New Zealand won the toss and weren’t deterred from batting by the foreign grass on the Adelaide pitch, left on to help preserve a ball that has struggled on more abrasive surfaces during trial matches. The visitors should have made a better fist of it. Their captain, Brendon McCullum, was most culpable at the end of a three-wicket collapse in the space of 11 balls just after the first interval. But yesterday was more important than who took first-day honours. It was a live examination in front of the entire cricket world, and by the measure that matters – the quality of play – it was emphatically passed.

Australia’s Mitchell Starc celebrates after dismissing New Zealand’s Kane Williamson (AP)

As the twilight set in, Tim Southee cleared the fence for the only time in the innings, and a lad in the crowd square of the wicket took a spectacular catch. It was an important symbolic moment. If someone in the cheap seats could take that catch, why worry about professionals picking up the ball in the deep?

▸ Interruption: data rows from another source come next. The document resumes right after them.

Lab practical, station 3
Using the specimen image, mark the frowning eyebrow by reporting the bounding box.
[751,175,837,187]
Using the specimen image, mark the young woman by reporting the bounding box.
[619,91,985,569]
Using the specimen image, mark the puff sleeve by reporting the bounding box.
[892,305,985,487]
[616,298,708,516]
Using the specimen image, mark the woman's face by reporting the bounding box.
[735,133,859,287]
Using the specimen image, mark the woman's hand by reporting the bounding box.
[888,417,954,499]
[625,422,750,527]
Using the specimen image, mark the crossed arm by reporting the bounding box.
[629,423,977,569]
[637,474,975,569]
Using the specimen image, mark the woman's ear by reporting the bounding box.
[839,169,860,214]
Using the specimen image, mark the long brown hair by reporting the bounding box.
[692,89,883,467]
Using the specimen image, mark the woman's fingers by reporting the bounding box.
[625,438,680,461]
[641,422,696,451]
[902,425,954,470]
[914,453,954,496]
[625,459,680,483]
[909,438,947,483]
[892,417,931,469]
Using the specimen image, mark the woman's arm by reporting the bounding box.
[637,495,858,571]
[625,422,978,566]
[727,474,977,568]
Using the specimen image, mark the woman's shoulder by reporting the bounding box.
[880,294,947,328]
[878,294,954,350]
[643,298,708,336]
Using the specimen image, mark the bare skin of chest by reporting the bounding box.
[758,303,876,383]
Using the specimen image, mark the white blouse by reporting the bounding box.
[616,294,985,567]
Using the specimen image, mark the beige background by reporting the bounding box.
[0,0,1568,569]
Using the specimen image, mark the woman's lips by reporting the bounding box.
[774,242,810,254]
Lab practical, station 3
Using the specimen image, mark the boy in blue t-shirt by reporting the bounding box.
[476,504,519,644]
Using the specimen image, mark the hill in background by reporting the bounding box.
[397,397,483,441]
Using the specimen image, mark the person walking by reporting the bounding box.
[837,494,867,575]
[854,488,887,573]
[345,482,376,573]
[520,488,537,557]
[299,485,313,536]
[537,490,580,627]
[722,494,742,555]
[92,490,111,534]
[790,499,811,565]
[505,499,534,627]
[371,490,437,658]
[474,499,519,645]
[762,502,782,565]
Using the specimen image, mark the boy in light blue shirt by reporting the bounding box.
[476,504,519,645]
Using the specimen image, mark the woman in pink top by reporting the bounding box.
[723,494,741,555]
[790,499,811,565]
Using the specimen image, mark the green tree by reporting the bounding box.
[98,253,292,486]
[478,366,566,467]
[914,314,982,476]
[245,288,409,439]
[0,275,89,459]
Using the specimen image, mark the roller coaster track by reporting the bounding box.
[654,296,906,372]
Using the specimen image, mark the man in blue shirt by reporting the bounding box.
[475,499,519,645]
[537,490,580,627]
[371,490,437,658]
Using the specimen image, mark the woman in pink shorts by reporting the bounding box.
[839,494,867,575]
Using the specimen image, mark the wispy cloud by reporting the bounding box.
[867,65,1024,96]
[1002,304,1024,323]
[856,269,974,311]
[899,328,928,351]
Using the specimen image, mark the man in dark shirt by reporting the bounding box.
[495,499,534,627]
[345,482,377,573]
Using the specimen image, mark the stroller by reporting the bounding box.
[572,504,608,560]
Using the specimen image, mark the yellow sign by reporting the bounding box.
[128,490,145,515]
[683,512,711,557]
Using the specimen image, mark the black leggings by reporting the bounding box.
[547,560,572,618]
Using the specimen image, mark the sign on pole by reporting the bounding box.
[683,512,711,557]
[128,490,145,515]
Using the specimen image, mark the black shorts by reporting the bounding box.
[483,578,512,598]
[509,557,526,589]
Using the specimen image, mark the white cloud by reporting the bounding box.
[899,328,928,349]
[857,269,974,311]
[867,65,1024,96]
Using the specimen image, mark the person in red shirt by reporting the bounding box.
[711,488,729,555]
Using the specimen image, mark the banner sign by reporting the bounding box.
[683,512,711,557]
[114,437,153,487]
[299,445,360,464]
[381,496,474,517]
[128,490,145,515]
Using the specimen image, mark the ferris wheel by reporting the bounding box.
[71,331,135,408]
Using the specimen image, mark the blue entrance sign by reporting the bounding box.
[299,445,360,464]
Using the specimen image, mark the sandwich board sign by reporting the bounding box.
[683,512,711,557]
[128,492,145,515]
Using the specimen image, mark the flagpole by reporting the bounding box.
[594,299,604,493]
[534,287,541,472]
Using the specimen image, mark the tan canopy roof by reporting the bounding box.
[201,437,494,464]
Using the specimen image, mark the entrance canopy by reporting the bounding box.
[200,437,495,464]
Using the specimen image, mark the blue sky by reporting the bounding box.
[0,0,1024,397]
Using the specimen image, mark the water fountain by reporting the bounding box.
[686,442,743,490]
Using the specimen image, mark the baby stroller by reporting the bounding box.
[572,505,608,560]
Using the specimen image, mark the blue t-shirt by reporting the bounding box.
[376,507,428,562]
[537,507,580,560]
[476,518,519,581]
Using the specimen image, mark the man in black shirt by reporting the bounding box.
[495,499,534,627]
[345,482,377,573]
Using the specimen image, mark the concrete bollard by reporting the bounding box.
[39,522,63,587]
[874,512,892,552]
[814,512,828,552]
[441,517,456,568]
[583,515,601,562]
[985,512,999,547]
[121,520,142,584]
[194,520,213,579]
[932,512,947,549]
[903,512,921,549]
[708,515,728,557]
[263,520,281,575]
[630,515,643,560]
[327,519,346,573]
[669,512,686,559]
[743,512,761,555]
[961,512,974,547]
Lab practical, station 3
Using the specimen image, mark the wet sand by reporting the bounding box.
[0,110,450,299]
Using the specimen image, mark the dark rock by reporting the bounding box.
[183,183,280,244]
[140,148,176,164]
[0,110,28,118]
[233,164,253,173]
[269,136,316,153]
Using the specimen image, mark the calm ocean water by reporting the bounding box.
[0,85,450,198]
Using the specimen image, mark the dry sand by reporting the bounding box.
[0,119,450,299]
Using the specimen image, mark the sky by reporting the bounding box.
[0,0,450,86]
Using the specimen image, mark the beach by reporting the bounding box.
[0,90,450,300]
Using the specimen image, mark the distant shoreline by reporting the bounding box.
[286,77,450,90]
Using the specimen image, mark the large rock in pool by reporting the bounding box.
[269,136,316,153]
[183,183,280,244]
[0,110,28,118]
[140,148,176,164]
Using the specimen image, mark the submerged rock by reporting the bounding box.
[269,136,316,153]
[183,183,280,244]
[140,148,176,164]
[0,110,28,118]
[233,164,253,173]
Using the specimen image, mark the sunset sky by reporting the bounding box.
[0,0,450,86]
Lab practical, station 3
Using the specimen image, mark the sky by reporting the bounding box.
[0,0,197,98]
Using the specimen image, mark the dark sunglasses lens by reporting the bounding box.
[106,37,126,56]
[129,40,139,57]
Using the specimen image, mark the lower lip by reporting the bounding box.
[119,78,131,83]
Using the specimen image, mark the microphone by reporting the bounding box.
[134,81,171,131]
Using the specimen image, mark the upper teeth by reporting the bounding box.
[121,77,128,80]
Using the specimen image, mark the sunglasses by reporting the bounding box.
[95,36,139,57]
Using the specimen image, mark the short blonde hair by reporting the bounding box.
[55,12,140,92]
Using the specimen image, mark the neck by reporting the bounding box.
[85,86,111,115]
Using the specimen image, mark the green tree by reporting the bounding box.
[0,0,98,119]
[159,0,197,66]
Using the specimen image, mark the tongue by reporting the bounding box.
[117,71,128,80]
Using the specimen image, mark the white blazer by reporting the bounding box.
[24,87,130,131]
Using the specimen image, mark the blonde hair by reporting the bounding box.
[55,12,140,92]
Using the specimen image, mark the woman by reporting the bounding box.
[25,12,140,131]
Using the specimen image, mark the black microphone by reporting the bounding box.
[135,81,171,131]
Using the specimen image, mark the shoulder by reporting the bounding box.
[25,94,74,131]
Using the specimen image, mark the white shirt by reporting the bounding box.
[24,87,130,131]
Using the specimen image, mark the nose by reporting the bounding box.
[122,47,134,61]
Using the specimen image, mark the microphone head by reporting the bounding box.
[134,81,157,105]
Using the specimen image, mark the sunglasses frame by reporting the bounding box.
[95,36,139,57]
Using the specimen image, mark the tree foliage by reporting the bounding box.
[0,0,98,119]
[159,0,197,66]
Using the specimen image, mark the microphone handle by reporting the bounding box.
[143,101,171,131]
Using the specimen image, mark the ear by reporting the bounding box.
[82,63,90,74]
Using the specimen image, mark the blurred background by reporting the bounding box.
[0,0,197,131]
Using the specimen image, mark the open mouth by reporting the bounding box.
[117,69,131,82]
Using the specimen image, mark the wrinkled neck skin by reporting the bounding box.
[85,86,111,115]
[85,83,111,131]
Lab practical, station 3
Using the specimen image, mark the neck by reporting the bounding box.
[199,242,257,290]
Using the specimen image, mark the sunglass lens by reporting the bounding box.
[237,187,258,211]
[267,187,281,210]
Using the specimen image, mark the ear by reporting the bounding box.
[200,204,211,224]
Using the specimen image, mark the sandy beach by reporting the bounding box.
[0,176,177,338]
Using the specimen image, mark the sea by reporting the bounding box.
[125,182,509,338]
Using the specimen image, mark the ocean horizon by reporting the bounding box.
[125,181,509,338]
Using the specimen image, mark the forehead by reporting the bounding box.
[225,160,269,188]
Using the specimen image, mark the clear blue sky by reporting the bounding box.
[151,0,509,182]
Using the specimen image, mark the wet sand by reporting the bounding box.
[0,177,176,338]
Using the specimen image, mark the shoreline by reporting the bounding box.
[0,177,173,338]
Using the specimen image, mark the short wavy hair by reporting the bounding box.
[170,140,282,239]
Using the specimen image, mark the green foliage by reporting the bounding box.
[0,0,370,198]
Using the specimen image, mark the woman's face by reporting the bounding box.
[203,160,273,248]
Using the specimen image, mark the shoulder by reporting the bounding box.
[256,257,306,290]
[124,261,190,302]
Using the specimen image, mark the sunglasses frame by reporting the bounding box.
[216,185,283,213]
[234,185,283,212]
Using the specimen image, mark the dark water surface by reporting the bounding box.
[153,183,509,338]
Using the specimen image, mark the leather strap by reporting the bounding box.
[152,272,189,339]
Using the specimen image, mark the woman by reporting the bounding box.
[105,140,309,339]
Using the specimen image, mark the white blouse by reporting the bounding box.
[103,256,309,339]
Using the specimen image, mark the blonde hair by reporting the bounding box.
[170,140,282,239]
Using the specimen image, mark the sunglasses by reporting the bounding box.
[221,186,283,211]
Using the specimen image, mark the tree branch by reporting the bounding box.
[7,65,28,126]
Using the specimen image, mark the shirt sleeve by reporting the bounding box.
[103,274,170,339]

Those were worries underpinned by the idea that the pink ball doesn’t stay pink long enough. Balls used in domestic matches had ended up a shade of green. This wasn’t the experience last night. The ball Australia bowled with for 65.2 overs was as pink at the end as it was at the start. Viewing it up close, there was no green to be seen. On television, it was no different to normal programming. Shane Warne even cheekily suggested that it worked so well that it could replace the red ball, full stop.

“The ball has been fantastic to see, even during the day in normal sunlight you could see it easily,” he said. “It has been absolutely outstanding.”

Then there was the excitement after dark when the game shifted gears as the sky was at its darkest. With Australia now batting, as Trent Boult got the ball to swing round corners to David Warner, earning his edge and dismissal in the process, it was riveting viewing. Australia’s frailty against the swinging ball was readily exposed during the Ashes summer, and the new pink ball after dark generated that challenge once more. There wasn’t a single eye anywhere but on the middle. It was the best of Test cricket, with a far healthier balance between ball and bat than we’ve become accustomed to during this high-scoring series so far.

The threshold question for this enterprise always came down to the tools of the trade: the ball standing up to scrutiny and earning the respect of those who have to go out there and use it. Peter Siddle took 198 of his Test wickets with the red ball and reached his double-century milestone with the pink.

“It was a great day, wasn’t it?” said Siddle after play. “I think everyone here that came and witnessed what went on will be very impressed just with the whole experience.”

The New Zealand seamer Boult was equally upbeat, describing the atmosphere as “electric” and saying: “It definitely is exciting for Test match cricket.” But he did sound a note of caution. “The findings are it does seem to change a lot under lights and in the last session,” he said. “It definitely swung around a little bit there with the new ball, and there was still a shade of it with it 22 overs old now.

“We need to see a bit more of it, to be honest... We’ve got to see how this one goes and how it pans out.”

But Siddle was not to be moved. “I think for cricket it’s definitely been a great day,” he said.

It really was for those in the stands. And after it, the cynicism surrounding the pink ball has been relegated to the obstinate minority. The history we saw made last night means that the future is now.